Петр Иванович начал догадываться, что скрадывает его человек. Столько раз он точил бруском косу — звон слышно за километр, удары молотка, когда отбивал косу, еще сильнее, — зверь бы давно ушел.
Собрал Петр Иванович из рядка позавчерашней сухой травы, бросил под березу, лег на живот, и ружье рядом, только руку протянуть. Смотрит, из березняка выходит Алексей Зуйков, мужик с Грязнухи. За плечами — ружье. Лицо у Алексея красное, будто он только что из бани.
— Куда, Алексей Гаврилович, путь держишь? — поздоровавшись, спросил Петр Иванович.

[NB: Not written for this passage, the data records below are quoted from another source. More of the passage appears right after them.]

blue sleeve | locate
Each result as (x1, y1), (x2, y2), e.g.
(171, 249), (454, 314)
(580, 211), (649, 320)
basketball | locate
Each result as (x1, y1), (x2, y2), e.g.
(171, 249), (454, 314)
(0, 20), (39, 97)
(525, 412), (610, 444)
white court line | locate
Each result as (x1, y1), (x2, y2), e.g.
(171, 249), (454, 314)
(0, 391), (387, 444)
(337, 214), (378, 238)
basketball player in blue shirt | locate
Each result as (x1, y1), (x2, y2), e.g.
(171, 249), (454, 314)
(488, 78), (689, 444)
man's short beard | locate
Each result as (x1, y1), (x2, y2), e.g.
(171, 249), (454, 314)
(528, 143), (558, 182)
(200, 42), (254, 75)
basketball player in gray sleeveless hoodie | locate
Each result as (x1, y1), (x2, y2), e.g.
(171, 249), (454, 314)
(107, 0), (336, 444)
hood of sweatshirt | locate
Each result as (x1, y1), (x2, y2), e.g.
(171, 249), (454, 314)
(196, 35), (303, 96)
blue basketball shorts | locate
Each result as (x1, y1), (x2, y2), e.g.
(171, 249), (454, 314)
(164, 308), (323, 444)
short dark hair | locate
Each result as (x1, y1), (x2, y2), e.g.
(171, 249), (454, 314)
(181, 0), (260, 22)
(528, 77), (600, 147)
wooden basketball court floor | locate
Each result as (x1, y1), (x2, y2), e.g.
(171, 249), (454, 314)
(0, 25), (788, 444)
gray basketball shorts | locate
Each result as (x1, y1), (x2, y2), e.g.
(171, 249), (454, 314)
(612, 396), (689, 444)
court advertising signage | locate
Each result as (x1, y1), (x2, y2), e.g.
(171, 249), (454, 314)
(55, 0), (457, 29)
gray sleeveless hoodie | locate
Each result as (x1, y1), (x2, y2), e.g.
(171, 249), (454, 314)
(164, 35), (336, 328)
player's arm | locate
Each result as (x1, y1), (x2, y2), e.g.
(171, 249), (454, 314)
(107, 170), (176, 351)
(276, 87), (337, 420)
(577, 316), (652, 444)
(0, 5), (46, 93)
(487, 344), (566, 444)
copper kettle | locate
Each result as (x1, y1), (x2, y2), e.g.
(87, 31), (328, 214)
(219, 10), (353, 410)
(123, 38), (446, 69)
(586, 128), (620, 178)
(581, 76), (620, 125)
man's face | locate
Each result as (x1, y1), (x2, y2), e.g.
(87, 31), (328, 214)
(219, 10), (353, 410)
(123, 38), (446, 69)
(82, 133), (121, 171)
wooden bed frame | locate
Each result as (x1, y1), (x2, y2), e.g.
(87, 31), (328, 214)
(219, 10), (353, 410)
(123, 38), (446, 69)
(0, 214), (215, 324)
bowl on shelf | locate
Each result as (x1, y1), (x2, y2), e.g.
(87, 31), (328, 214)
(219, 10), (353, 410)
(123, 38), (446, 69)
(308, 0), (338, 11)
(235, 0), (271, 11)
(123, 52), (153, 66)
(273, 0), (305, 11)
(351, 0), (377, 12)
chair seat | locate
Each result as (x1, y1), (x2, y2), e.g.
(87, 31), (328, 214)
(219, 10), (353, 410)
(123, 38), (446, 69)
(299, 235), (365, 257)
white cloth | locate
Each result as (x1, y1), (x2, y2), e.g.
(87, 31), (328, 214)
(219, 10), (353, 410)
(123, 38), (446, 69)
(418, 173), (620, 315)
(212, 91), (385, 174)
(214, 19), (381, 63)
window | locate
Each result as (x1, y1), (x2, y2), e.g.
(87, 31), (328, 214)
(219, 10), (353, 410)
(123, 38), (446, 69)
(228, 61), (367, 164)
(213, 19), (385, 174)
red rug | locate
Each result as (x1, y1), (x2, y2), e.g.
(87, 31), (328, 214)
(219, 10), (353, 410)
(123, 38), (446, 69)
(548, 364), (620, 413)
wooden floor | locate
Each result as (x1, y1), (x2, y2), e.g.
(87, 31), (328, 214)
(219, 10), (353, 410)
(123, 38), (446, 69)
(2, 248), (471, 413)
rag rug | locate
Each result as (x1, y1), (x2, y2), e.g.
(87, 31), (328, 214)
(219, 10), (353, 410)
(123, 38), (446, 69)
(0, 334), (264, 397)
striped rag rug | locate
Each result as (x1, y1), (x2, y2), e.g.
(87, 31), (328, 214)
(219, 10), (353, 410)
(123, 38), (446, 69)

Алексей молча снял ружье, поставил к березе. Движения медленные, как будто он обдумывает каждый свой шаг. Из кармана солдатских галифе, заправленных в дырявые сапоги, достал неполную бутылку самогона, сел, попросил у Петра Ивановича стакан или кружку. Петр Иванович подал кружку, разложил на газете хлеб, сало, огурцы и сел шагах в двух от Алексея. Алексей налил в кружку самогона, бутылку, чтобы не разлилась, долго вдавливал в траву.
— Далековато сел, Петр Иванович, — сказал он, установив бутылку. — Значит, не уважаешь меня!
— Я только что пообедал, — сказал Петр Иванович. Алексей подвинулся к нему вместе с закуской, бутылкой и кружкой. Долил кружку полнее и протянул Петру Ивановичу.
— Выпей.
— Я в жару не пью.
— Во всем, Петр Иванович, у тебя порядок. В выпивке — тоже.
— И тебя я сильно пьяным ни разу не видел.
— Это так, да что толку.
— А какой тебе толк нужен?
— Я вроде пьяным никогда не бываю и трезвым себя не помню. Так все, трали-вали.
Алексей некоторое время смотрел на самогон, похожий на мутноватую воду, осторожно переставил кружку поближе к Петру Ивановичу.
— К тебе иду, Петр Иванович.
— Ты уже пришел.
— Я еще утром пришел.
— Это ты ходил трещал валежником?
— Я.
— Заставил меня отбивать косу раньше времени! — Петр Иванович засмеялся.
— Как так?
— Я думал, медведь ходит.
— Медведь что, человека надо бояться.
— Я с тобой, Алексей, не согласен. Меня ты, конечно, не боишься, так же, как и я тебя.
— Как сказать… Я-то тебя не боюсь, а ты меня должен бояться.
— Ты не страшный, что тебя надо бояться. Бороду кудлатую постриги, надень новые сапоги, галифе можно эти оставить, и сойдешь за жениха первый сорт!
— Ты мне и невесту подыскал? — Алексей в упор смотрел на Петра Ивановича.
— Невесты сами прибегут, как увидят, что на тебе рубашка и сапоги новые!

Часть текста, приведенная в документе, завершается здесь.